To train a word embedding model is a pretty old hat and maybe this is nothing new, but we nevertheless thought it would be a good idea to summarize our experiences to avoid possible headaches in case somebody is not so familiar with Theano. To be fair, the FAQ of Theano is mentioning the issue, so we are using the post as a more detailed summary.
Let’s assume that we want to train an embedding model for words with a
vocabulary size of N. Then we have a lookup matrix “W”
W = theano.shared(np.random.normal(0, 0.1, size=(N, dim)))
where dim is the number of dimensions we use for the embedding.
For the sake of simplicity, a training step consists of a pair (ref, pos) that should be moved together and a pair (ref, neg) that is supposed to be pulled apart. In other words, for each step, we only change three row of W.
This is a possible loss function with the update:
cost = -T.log(T.nnet.sigmoid(T.dot(W[ref], W[pos]))) + -T.log(1 - T.nnet.sigmoid(T.dot(W[ref], W[neg])))
grad_W = T.grad(cost, W)
updates = [(W, W - lrate * grad_W)]
So, what is the problem here? Even if we only adjust three rows of the matrix, we calculate the gradients for the whole matrix. This is very wasteful and also awfully slow.
The solution is to use advanced indexing and only calculate the gradients for the subset of weights that are actually used in the step:
idx = T.ivector() #ref, pos, neg
W_part = W[idx]
cost = -T.log(T.nnet.sigmoid(T.dot(W_part, W_part))) + -T.log(1 - T.nnet.sigmoid(T.dot(W_part, W_part)))

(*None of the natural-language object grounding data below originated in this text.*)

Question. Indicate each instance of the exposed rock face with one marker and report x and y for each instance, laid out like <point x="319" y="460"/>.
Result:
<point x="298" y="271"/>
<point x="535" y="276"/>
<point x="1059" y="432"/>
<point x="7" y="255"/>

grad_W_part = T.grad(cost, W_part)
updates = [(W, T.set_subtensor(W_part, W_part - lrate * grad_W_part))]
For those who are not familiar with Theano, let’s see what is going on here. The variable “idx” is a vector that holds integers, in our case ref, pos, neg which are used to retrieve particular rows of “W”. In other words, W_part contains references to these rows and is therefore something like a view of “W”.
The trick is to call T.grad with the subset and not the whole matrix to avoid unnecessary computations, because the gradient of all rows, except the ones referenced in W_part, are zero anyway. But since we are working with a view now, we need a different way to just update the three rows in W which can be done with set_subtensor(). First, we are updating W_part as usual with gradient descent, but then we need to use advanced indexing to just replace the referenced rows. We can think of the new update statement as:
W[ref] = W_part - lrate * grad_W_part
W[pos] = W_part - lrate * grad_W_part
W[neg] = W_part - lrate * grad_W_part
And that’s it. It is not really rocket science, but it requires some deeper understanding of how Theano works under the hood.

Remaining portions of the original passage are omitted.